Multispectral phase coherence.
The method for calculating MSPC. (A) Schematic example of stronger (left) and weaker (right) phase coherence. Both the PLV and the MSPC measures examine the consistency of a given phase term across multiple epochs. This can be visualised by first converting the phase term from each epoch into a unit (length = 1) vector pointing at its phase angle. Phase coherence is then obtained by computing the average vector (the sum of all vectors divided by the number of epochs). The result is a vector whose length can vary from 0 (each vector pointing at random directions, no phase consistency across epochs) to 1 (all vectors pointing at the same direction, perfect consistency across epochs). (B) The primary difference between PLV and MSPC measures is the phase term used for each epoch. For the PLV, only the phase of one specific frequency (or frequency band) is extracted for each channel/epoch and is used as the phase term for computing phase locking. When examining consistency between distant channels, the phase term used for the PLV would be the difference (Δφ) between the phases extracted from the different channels. In contrast, the phase term used for the MSPC calculations here is based on the difference (Δφ) between the phase of a specific IM component and the (weighted sum of) phases of the fundamental frequencies within each channel/epoch. In other words, the MSPC can be understood as a measure of the extent to which the IM phases are driven by the phases of the fundamental frequencies.

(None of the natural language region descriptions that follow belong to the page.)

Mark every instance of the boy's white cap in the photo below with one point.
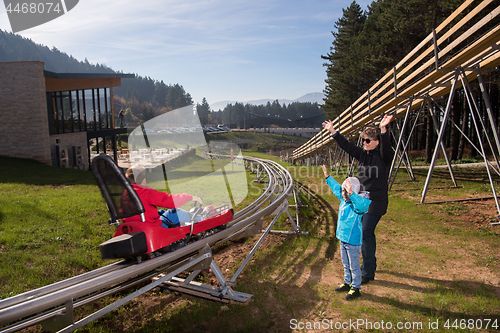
(355, 184)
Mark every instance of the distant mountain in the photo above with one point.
(315, 97)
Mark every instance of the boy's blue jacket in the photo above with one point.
(349, 228)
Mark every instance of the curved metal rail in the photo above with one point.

Our distinction between MSPCstim and MSPCres is reflected by the two MSPC formulas shown at the bottom of the figure. Specifically, MSPCstim defines the phases of the stimuli (the on-screen image) as the input (or ‘driving’) fundamental frequencies (left formula, upper case F1 and F2), and MSPCres defines the EEG response phases as the input fundamental frequencies (right, lower case f1 and f2). Note that the weights of the fundamental frequencies in those formulas (n1 and n2) are the coefficients that define the IM frequency (e.g., given F1 = 1.2 Hz and F2 = 15 Hz, the weights for the third-order IM component 2*F1 + F2 = 17.4 Hz would be n1 = 2 and n2 = 1). EEG, electroencephalography; IM, intermodulation; MSPCres, multispectral phase coherency (response); MSPCstim, MSPC (stimulus); PLV, phase-locking value.